Taking as our prompt, then, a debate on the merits of anthology use in literature courses, we present a roundtable of reviewers. Roger Sale declares his strong disdain for anthologies altogether. George Drake advocates Longman's facilitation of classroom investigations of race, class, and gender issues along with literary form and history. Karen Saupe decries the emphasis that Longman places on politics and culture at the expense of a "language" focus. Finally, David Damrosch, Longman's executive editor, responds with a defense of the ideological underpinnings of its selections, publication history, and intended purposes.

As we all know, books shape our choices as scholars and teachers in ways too numerous to mention. While I doubt that Showalter knew that Pedagogy had entered its final planning stages when she wrote her Chronicle article, it is perhaps not coincidental that she used the opportunity to discuss twelve books that she says she "had never known existed, books that offer guidance for new teachers, experienced teachers, and those trying to teach teaching at the college level" (Showalter 1999: B5). We intend to use our Reviews section in much the same way. While we will take dialogue as our discursive model, we also hope to shed light on important texts that may not be widely known. In this issue Kirk Branch brings his insight to bear on Richard E. Miller's groundbreaking As If Learning Mattered: Reforming Higher Education, and Susan A. Schiller tells how Parker J. Palmer's Courage to Teach: Exploring the Inner Landscape of a Teacher's Life deeply affected both her teaching and her fundamental assumptions about the purposes of higher education. We invite answering reviews to any of these selections at our journal Web site and in future issues of the journal.

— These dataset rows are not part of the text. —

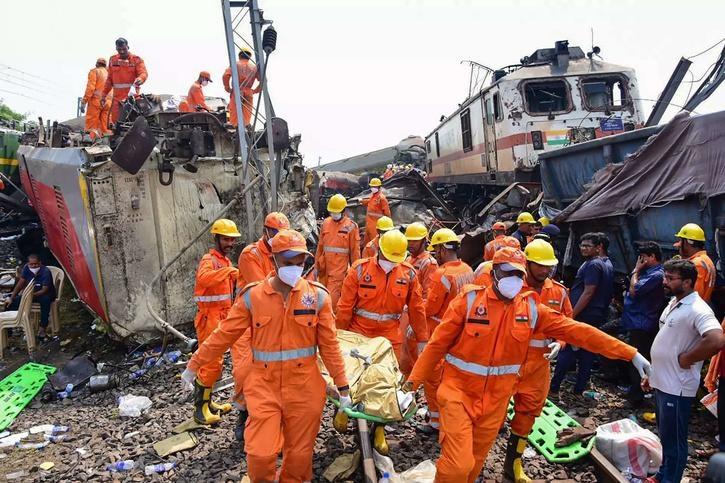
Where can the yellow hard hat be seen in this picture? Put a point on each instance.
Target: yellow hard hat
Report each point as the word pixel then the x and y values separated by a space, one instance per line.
pixel 444 235
pixel 225 227
pixel 394 246
pixel 416 231
pixel 384 223
pixel 336 204
pixel 525 217
pixel 541 252
pixel 691 231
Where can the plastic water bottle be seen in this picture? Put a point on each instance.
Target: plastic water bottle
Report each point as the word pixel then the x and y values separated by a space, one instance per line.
pixel 596 396
pixel 125 465
pixel 160 468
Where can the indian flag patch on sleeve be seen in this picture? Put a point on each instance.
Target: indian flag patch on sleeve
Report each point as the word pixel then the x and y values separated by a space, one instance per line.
pixel 557 138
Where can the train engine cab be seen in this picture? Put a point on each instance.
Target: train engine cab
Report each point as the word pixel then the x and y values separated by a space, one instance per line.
pixel 554 98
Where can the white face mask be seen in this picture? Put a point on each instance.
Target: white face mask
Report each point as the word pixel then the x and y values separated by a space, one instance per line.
pixel 386 265
pixel 290 275
pixel 510 286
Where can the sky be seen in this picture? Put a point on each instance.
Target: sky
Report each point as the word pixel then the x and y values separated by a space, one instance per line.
pixel 350 76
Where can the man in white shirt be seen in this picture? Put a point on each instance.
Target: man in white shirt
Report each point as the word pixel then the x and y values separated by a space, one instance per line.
pixel 689 333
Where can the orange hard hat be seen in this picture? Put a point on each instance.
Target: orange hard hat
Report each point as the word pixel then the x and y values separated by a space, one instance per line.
pixel 289 243
pixel 511 256
pixel 276 221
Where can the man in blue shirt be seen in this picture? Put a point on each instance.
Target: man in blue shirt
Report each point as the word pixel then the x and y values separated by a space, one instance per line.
pixel 643 304
pixel 43 292
pixel 590 295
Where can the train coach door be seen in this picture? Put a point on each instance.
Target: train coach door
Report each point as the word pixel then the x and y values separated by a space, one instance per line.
pixel 488 159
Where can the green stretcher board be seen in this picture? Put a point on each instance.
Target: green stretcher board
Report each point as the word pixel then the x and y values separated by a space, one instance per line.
pixel 19 388
pixel 543 435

In both venues we hope to address what Bakhtin (1990: 153-55) calls the "answering and completing" quality of dialogic discourse. As Bakhtin famously discussed our need for an "other" to know even our own bodies completely, so we see the "answering" function of these reviews. What we hope to provide is a forum for dialogue, an investigation of possibilities, and a high level of scholarly engagement with an issue of the highest importance: teaching in English studies today. [End Page 193]

We invite our readers to participate in this dialogue as well. You may respond to the reviews in this issue (as well as to the commentary, articles, or From the Classroom pieces) by sending an e-mail or a traditional letter to our editorial office at the address below. If you are interested in writing a review, please contact the review editor (cchaney@spu.edu). Please also send in books on any aspect of teaching that you would like considered for review: one copy should be sent to Christine Chaney, Department of English, Seattle Pacific University, Seattle, WA 98119, and two copies to the editorial office at the Department of English, Calvin College, Grand Rapids, MI 49546.

We look forward to your response.

Works Cited

Bakhtin, Mikhail. 1990. Art and Answerability: Early Philosophical Essays by M. M. Bakhtin. Ed. Michael Holquist and Vadim Liapunov. Trans. Vadim Liapunov. Suppl. trans. Kenneth Brostrom. Austin: University of Texas Press.

Showalter, Elaine. 1999. "The Risks of Good Teaching: How One Professor and Nine TAs Plunged into Pedagogy." Chronicle of Higher Education, 9 July, B4-B6.